I am a dual citizen, both Canadian and American. But the deal is that when I’m in America I am legally only an American so I have to behave like an American. When I’m in Canada I am legally only a Canadian so I have to behave like a Canadian. All Christians are dual citizens as well. Your other citizenship is the Kingdom of God. But with this the deal is different. When you’re in America you have to behave like you belong to the Kingdom of God. Well, to do that requires a constant daily conversion.
Christians have to think of themselves as double. You have two natures in you, the old one and the new. At your death, the old dies off and the new one lives on. Until then, you starve the first and feed the second. That’s conversion.
Christianity gets this kind of double-thinking from Judaism. Islam doesn’t do this; the very power of Islam comes from its unitary thinking. But Judaism always balances the opposites and the apparent contradictions. Not either-or but both-and. And now I have yet another one, and it’s about spiritual formation.
Spiritual formation is both growth and not-growth. Spiritual formation is both natural and unnatural. Spiritual formation is both coming-to-life and dying-away.
Last week I said that spiritual formation is as natural as children growing up. They can’t help it if you just give them security and good food. But the opposite is also true. Spiritual formation is like pruning and weeding and pulling up and cutting off. It has repentance in it, and remorse and pain, and discipline.
Conversion and growth are the alternating current of spiritual formation, the negative current and the positive current, and we can’t reduce it to the one or the other. It’s both.
Next week our lessons have something to tell us about how this kind of conversion can take place in a small group context. This week it’s Jesus and Nicodemus. Next week it’s Jesus and the woman at the well. This week Nicodemus drops out of the conversation, next week she stays in. And even though she’s the sinner of the two, she gets empowered at the end. Nicodemus just falls away.

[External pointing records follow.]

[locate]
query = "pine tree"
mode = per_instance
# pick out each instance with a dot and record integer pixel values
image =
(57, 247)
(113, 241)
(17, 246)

But John 19 tells us that after the crucifixion it was Nicodemus who bought a hundred pounds of spices for Jesus’ body, and who lovingly wrapped his body for burial and laid it in the tomb. I guess he had been riding the bus by standing on the stairs to the upper deck, and now he was willing to be seen up on top. Imagine his joy after the Resurrection when he could tell the gospel writer the story of his secret meeting with Jesus. In Nicodemus there is hope for us. It just always takes a while.